Happy Belated Transgender Day of Visibility! Oh and Easter, I guess. Huh. This year that happened on the same day. I’m sure nobody made a big deal out of that.
But as we suffer the first April Fools’ Day with people having widespread use of AI, let’s take a look at Easter Day’s fools.
Rotten Egg Mike Turner
The Republican chairman of the House Intelligence Committee, Representative Mike Turner of Ohio, was on CBS’s “Face The Nation” to drive home how weird it is he chairs a committee called “intelligence.”
Turner discussed the “Chaos Caucus” within his own party, but then showed what a thin line there is between those Republicans and his kind of Republicans.
Guest host Ed O’Keefe asked Turner about how appropriate it is for the “pious” president to be selling his $60 “White Nationalist God Bless The USA” Bibles. Turner deflectged to bullshit fearmongering about the White House Easter Egg Roll.
TURNER: You know, I haven't really seen that. I have heard some people talk about it.

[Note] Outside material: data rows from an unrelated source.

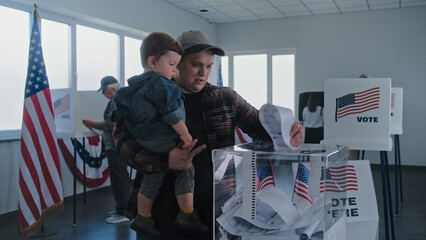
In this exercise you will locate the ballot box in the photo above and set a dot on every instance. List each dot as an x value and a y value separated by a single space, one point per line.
263 193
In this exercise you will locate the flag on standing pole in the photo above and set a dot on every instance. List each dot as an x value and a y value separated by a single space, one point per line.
40 185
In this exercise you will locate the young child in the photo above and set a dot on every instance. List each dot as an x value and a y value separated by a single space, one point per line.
152 109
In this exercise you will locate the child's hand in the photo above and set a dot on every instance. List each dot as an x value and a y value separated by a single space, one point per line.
186 139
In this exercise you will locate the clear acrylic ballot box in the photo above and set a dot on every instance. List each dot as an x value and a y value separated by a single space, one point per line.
263 193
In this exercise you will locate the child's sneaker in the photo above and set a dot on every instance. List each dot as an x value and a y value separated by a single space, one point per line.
144 225
190 221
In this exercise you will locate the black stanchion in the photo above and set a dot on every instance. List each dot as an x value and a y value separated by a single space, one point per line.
44 232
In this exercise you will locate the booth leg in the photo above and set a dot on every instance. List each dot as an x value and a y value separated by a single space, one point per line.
75 184
396 178
84 176
384 190
399 169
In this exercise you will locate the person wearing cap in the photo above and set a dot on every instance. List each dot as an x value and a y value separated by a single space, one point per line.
211 116
119 176
153 111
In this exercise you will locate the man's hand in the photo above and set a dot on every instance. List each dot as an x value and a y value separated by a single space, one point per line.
88 123
297 134
187 140
181 159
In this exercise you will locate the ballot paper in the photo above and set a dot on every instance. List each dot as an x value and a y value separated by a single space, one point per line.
278 122
221 169
270 220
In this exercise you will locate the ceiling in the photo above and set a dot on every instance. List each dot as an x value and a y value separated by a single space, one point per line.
225 11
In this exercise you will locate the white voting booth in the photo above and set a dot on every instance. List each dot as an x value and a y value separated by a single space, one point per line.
71 107
357 113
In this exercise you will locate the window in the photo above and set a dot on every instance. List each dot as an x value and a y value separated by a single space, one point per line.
14 43
250 78
132 59
56 52
283 81
262 78
224 67
97 57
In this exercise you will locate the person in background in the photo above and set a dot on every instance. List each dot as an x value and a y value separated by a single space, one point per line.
211 116
313 120
153 110
117 168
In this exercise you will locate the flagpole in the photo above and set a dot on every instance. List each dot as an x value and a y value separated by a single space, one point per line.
38 136
42 233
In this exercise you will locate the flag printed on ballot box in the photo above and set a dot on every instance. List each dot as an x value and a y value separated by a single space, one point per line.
357 105
338 179
40 193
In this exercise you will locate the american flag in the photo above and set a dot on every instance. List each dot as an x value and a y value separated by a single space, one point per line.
338 179
301 185
62 105
356 103
40 186
265 176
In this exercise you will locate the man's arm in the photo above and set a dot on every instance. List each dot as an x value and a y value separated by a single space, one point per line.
137 157
247 118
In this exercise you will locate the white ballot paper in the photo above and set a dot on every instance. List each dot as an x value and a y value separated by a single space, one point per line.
278 122
221 169
272 212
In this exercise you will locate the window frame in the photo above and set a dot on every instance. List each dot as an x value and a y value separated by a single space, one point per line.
269 81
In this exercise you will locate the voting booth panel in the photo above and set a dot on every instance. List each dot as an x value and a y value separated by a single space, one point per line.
396 111
71 107
357 113
263 193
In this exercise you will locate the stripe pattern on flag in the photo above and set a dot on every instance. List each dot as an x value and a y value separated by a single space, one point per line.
356 103
301 185
338 179
40 185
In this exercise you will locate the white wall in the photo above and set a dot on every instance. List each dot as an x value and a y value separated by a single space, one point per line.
135 16
383 43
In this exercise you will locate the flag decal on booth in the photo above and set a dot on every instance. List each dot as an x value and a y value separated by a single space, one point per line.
358 104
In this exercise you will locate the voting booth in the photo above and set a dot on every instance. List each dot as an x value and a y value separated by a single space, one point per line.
357 113
265 193
71 107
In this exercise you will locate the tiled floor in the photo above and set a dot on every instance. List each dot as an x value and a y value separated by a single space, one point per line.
409 225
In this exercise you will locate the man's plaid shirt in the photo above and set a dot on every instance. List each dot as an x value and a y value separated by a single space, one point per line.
223 109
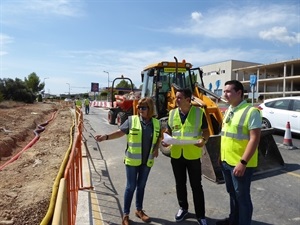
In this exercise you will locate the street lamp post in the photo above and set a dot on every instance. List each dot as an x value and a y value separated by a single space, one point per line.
107 83
107 78
45 85
69 90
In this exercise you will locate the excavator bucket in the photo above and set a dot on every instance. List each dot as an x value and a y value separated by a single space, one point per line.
269 157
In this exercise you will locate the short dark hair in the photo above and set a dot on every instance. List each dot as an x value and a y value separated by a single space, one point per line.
186 92
237 85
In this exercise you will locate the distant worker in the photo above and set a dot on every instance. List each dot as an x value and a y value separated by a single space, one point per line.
87 105
78 103
240 135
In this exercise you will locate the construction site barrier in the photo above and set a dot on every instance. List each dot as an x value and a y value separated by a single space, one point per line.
269 157
72 181
101 104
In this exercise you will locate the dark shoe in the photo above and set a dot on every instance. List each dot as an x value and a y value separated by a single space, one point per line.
201 221
125 220
223 222
142 215
181 214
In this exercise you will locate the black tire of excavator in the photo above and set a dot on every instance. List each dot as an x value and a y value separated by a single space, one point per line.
112 117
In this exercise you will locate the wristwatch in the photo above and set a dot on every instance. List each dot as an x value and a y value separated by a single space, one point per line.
243 162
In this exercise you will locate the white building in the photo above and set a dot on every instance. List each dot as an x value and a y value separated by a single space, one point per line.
273 80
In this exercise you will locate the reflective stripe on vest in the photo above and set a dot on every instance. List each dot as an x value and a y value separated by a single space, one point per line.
235 137
133 155
239 135
190 130
195 133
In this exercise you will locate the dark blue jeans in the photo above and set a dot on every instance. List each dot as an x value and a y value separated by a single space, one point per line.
87 109
241 207
181 167
137 177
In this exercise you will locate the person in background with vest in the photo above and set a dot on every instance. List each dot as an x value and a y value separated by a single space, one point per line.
87 105
78 103
143 138
240 135
188 122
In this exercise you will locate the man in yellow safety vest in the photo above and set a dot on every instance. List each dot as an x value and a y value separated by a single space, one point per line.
240 135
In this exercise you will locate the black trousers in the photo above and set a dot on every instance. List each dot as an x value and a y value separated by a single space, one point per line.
182 167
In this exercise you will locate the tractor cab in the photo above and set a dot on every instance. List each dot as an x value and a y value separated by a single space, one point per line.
161 80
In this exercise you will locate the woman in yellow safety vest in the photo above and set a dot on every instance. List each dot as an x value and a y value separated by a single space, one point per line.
188 123
143 137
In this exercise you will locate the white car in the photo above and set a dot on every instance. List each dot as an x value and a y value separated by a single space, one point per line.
276 112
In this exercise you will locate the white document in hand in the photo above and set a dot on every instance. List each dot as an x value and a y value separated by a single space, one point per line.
172 141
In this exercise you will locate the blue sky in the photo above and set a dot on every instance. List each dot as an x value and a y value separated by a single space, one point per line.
74 41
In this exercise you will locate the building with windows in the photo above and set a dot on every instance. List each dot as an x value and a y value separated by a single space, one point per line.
277 79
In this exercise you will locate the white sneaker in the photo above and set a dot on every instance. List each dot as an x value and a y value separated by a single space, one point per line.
201 221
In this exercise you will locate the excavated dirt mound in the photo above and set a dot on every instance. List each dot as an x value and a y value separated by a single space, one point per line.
26 183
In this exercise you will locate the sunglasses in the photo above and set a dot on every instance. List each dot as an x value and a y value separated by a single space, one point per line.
229 117
142 107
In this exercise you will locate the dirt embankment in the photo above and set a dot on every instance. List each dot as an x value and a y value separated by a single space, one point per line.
26 183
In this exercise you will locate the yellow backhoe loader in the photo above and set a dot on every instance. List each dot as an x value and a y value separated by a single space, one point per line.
160 82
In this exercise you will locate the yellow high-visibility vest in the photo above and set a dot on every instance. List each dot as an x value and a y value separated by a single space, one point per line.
190 130
133 156
235 137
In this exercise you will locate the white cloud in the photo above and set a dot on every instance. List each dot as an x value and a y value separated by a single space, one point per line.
242 22
4 40
280 34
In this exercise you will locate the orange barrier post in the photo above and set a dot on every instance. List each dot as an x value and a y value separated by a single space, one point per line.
287 140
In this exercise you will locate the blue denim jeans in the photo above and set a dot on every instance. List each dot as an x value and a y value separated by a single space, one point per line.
241 207
182 167
137 177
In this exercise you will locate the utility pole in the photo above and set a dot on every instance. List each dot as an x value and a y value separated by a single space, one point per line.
69 90
107 78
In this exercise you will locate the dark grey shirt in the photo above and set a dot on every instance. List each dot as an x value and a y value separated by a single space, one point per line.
147 136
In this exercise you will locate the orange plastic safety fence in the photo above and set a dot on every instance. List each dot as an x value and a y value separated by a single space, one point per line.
73 171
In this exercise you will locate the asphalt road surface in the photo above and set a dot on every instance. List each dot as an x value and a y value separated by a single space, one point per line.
275 195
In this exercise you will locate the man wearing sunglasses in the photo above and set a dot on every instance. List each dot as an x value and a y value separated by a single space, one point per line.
240 137
188 122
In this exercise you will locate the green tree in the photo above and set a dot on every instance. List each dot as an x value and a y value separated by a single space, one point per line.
33 83
16 90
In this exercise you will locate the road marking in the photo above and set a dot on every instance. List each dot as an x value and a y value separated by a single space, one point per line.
95 209
291 173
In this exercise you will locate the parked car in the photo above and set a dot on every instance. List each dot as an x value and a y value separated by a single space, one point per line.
276 112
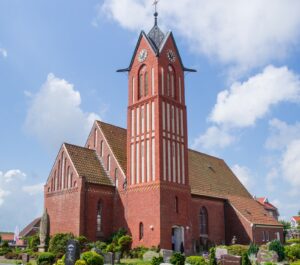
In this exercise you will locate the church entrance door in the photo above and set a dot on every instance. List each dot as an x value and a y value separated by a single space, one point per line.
178 238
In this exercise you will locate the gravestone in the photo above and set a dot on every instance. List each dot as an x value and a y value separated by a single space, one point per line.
220 252
72 252
149 255
267 256
231 260
25 258
166 254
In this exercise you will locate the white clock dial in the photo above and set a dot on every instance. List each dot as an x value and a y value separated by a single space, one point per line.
171 56
142 55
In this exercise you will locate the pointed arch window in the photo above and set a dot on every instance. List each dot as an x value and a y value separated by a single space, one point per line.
141 231
203 221
143 82
99 216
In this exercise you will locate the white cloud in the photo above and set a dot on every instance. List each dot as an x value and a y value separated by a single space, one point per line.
3 52
214 137
244 103
244 175
34 189
55 114
291 165
245 33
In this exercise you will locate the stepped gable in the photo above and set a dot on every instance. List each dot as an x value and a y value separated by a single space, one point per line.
117 141
88 165
252 210
208 175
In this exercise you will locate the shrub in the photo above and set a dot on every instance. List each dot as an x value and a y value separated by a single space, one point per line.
80 262
45 258
292 252
253 249
196 260
58 244
138 252
212 257
92 258
177 259
278 248
157 260
237 250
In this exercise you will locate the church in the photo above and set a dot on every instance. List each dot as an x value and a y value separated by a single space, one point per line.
144 178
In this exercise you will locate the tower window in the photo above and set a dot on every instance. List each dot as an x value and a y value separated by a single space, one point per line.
141 228
203 221
99 217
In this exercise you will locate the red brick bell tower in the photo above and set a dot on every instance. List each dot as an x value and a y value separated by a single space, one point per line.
158 194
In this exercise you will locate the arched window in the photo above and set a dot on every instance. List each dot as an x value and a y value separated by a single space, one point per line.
203 221
99 216
141 234
176 204
171 82
101 148
143 82
108 163
116 178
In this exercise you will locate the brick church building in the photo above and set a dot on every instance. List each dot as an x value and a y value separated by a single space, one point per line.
145 178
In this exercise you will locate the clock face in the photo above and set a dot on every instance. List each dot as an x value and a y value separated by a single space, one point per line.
142 55
171 56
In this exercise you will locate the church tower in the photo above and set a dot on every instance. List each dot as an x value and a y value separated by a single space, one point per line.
158 191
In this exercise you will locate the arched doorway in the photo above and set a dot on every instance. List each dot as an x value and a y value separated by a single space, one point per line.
178 238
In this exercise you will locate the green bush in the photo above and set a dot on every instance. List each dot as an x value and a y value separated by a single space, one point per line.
92 258
196 260
58 244
177 259
237 250
157 260
80 262
212 257
253 249
292 252
45 258
138 252
276 246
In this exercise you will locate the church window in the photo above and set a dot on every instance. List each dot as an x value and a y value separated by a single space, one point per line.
203 221
108 163
141 234
99 217
101 148
116 178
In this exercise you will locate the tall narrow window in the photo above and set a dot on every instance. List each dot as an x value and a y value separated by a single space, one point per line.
141 235
203 221
108 163
116 178
176 204
146 84
101 148
99 217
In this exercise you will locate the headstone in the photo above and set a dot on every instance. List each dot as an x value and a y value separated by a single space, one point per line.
108 258
25 258
267 256
220 252
231 260
149 255
166 254
72 252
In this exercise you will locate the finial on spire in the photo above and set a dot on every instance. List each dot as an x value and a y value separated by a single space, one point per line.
155 11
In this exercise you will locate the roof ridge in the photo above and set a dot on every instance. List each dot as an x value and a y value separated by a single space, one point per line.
111 124
201 153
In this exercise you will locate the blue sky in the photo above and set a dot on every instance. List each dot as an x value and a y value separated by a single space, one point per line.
58 62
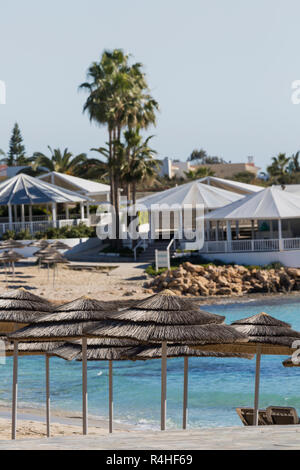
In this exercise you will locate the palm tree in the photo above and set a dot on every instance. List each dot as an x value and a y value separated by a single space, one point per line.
62 162
278 170
199 173
118 98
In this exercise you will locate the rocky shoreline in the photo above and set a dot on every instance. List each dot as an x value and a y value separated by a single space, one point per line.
226 281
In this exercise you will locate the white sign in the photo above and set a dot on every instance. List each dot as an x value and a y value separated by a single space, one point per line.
162 259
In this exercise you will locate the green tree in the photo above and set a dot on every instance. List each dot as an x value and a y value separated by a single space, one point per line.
279 169
16 154
119 98
62 162
199 173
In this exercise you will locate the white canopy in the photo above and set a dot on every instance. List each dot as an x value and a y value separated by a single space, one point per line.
74 183
192 193
229 185
271 203
24 189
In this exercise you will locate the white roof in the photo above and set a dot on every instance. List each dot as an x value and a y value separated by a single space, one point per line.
86 186
192 193
24 189
235 186
271 203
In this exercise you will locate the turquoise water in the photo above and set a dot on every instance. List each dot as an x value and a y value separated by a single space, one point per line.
216 386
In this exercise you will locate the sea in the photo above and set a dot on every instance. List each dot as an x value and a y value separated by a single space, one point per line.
216 386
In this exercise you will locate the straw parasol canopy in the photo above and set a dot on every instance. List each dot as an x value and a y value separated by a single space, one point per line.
42 243
97 350
66 321
13 255
54 258
291 362
266 335
48 250
10 244
58 245
165 317
177 350
19 307
273 336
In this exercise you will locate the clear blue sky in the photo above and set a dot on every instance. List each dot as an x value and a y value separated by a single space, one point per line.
221 71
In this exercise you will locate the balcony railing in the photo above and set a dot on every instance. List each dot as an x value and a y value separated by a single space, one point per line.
242 246
40 226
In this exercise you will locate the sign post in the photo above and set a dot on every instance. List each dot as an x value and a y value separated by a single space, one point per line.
162 259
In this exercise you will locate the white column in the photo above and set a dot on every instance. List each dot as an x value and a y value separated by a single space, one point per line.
217 230
237 229
229 235
67 212
23 215
163 413
257 376
10 217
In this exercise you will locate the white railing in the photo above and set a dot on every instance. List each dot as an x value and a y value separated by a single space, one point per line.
291 244
41 226
141 244
251 245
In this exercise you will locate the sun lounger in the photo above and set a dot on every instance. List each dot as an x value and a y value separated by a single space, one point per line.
282 415
246 416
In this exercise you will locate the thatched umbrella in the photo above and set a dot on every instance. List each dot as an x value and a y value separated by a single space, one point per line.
42 243
67 323
165 318
4 259
13 257
145 353
10 244
266 335
17 309
99 350
36 349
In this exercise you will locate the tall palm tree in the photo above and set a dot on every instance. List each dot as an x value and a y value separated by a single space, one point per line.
278 170
118 98
62 162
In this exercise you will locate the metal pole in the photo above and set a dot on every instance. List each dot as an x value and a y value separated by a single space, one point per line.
48 394
163 413
111 402
15 393
185 392
84 387
257 376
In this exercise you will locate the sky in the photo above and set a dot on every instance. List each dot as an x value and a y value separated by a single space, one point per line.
221 71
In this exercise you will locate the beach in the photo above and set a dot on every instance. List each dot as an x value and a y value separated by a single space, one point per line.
216 386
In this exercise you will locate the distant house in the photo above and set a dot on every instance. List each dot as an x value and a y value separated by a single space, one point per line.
174 168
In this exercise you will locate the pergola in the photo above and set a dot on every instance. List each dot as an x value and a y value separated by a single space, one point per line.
256 214
24 190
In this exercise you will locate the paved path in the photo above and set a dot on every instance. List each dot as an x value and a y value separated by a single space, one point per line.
237 438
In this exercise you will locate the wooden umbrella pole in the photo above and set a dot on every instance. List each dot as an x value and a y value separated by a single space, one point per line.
111 403
163 413
257 376
84 388
14 393
48 394
185 392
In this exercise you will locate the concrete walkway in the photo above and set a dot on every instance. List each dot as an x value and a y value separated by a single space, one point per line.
237 438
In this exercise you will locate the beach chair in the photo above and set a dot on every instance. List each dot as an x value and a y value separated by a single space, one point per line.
246 415
282 415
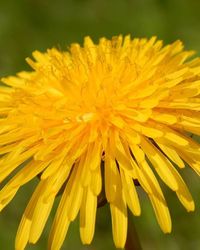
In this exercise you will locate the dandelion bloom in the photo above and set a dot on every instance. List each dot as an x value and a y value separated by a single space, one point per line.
99 117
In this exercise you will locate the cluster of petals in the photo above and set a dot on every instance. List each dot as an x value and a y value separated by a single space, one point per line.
96 119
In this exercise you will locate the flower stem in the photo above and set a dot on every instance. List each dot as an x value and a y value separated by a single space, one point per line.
132 241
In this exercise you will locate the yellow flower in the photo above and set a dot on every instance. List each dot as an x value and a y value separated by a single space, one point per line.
94 118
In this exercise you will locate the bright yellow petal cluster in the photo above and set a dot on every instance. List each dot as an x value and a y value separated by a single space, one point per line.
94 118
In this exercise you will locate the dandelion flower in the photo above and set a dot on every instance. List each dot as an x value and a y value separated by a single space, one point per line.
94 118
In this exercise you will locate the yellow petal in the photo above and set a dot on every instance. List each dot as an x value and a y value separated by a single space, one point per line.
88 216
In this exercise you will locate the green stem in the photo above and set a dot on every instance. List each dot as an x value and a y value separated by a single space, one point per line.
132 241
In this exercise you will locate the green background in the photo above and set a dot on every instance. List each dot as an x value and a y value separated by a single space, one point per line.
39 24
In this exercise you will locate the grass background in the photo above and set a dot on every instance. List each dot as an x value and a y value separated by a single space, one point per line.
26 25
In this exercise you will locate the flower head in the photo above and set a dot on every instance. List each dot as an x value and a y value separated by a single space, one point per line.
99 117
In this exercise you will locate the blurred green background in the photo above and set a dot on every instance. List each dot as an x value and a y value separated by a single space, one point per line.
40 24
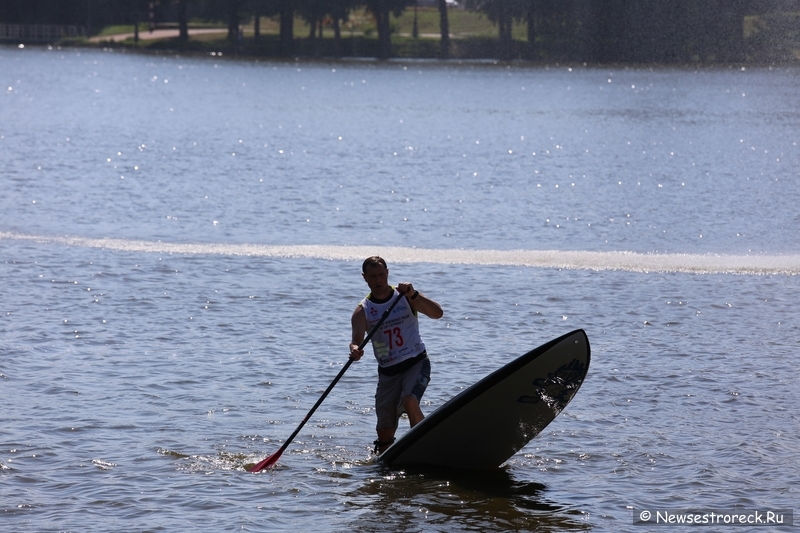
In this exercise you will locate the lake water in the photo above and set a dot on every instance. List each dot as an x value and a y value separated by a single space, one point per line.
180 250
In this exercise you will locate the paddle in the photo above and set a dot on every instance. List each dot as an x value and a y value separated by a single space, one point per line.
272 459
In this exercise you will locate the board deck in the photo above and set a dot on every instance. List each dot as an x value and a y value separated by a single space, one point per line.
486 424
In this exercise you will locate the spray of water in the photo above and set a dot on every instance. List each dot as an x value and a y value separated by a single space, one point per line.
584 260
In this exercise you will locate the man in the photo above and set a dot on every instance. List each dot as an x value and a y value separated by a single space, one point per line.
403 366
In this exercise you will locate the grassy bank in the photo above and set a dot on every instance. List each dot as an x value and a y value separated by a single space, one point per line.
772 38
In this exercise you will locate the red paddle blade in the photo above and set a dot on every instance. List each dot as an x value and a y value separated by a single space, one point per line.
269 461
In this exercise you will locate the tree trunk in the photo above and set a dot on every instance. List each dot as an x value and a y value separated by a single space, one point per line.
384 30
286 40
183 24
530 17
444 26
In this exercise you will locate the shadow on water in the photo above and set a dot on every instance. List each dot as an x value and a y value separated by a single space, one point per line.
428 499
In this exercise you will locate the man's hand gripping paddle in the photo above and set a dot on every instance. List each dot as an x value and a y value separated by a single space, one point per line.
272 459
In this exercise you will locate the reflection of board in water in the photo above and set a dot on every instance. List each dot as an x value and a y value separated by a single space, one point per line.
483 426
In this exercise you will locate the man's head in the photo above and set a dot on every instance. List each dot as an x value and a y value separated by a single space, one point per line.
376 274
373 261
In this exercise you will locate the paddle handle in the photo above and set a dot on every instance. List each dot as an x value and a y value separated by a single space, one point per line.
349 362
274 457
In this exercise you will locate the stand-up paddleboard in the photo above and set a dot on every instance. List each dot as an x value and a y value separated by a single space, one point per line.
484 425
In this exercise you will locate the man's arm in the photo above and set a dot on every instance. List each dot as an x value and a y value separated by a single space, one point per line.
419 302
359 323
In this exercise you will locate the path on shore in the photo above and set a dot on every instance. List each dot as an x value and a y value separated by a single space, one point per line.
147 35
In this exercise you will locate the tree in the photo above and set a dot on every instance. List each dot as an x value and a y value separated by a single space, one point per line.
382 9
503 13
444 27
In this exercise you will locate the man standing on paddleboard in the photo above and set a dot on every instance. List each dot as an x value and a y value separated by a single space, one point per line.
403 366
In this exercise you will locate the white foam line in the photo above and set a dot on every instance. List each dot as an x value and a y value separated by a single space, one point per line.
626 261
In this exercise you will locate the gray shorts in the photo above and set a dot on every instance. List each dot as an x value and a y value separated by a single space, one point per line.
392 389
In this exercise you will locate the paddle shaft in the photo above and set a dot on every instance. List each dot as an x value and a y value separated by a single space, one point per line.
274 457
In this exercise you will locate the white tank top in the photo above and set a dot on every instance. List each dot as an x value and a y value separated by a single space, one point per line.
398 337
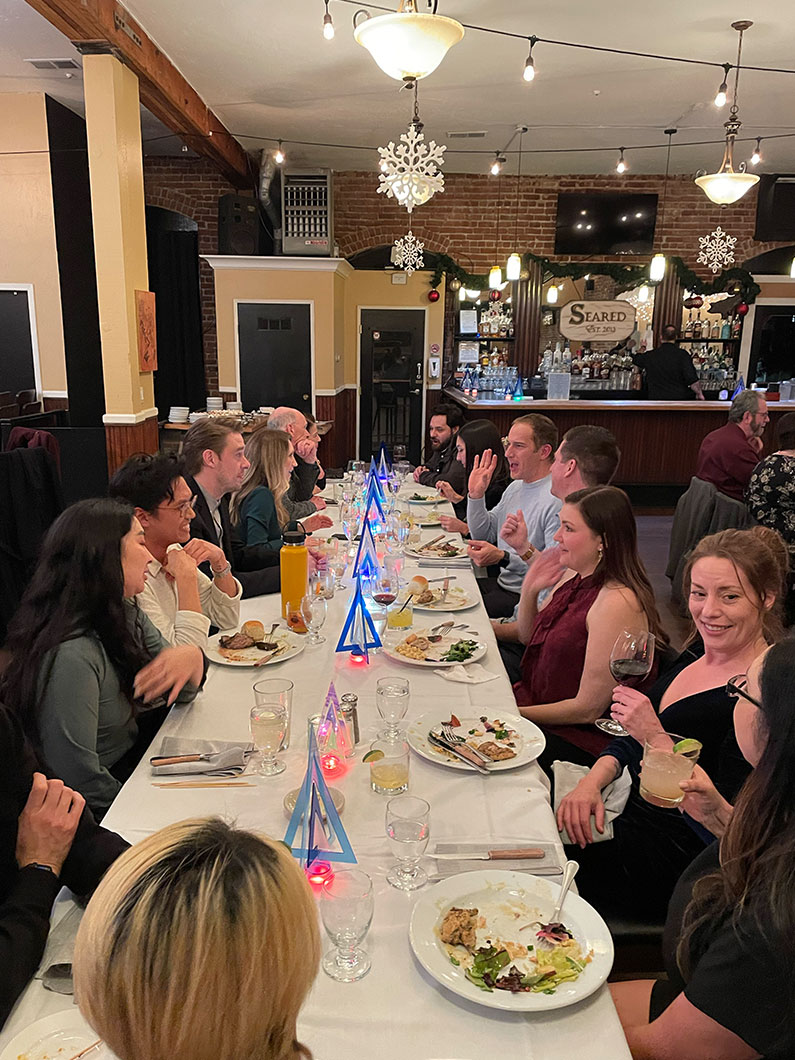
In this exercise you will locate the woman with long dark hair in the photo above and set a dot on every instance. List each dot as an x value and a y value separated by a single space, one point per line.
474 438
727 943
734 581
85 660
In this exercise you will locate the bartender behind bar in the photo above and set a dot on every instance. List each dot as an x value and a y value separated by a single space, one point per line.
670 374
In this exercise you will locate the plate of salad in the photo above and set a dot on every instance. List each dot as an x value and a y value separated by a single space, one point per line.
482 936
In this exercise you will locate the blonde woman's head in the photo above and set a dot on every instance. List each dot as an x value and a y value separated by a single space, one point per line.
200 941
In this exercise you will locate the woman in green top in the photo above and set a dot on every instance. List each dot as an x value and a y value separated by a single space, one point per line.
87 666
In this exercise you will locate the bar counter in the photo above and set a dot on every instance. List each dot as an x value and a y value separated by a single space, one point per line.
658 440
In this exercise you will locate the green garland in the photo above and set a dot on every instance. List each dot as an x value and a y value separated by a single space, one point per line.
735 280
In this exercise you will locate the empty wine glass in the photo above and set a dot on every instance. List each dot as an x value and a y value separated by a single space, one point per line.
347 912
408 831
392 695
268 729
314 611
632 658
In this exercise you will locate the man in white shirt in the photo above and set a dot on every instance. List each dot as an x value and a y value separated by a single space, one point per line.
531 444
180 600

I think I'm more concerned about the White House restricting the ability of children to put religious symbols on Easter egg – Easter eggs for the Easter egg roll at the White House. […] I can't imagine that we're certain – in a situation where the Biden White House is restricting, especially that of children, their ability to express their religious freedom.
First, this “I haven’t seen/heard/read” excuse GOP politicians use about crazy shit Trump does is ludicrous. He is not only the former president, but the leader of their party and 2024 nominee for president. This idea that you can be unaware of his attention-seeking actions or get-rich-schemes like we are in the 19th century rather than the 21st stretches logic.
Second, and this should come as no surprise by now, the “anti-religious” story that Turner DID HEAR about the White House Easter Egg Roll is utter horseshit.
As White House Deputy Assistant to the President Elizabeth Alexander tweeted on Saturday:
*Fyi on all the misleading swirl re White House and Easter: the American Egg Board flyer’s standard non-discrimination language requesting artwork has been used for the last 45 years, across all Dem & Republican Admins—for all WH Easter Egg Rolls —incl previous Administration’s.
So this rule even applied for the White House Egg Rolls when Trump said crazy shit. This writer is not especially religious, but there has to be a special place in Hell for assclowns who lie on Easter Sunday.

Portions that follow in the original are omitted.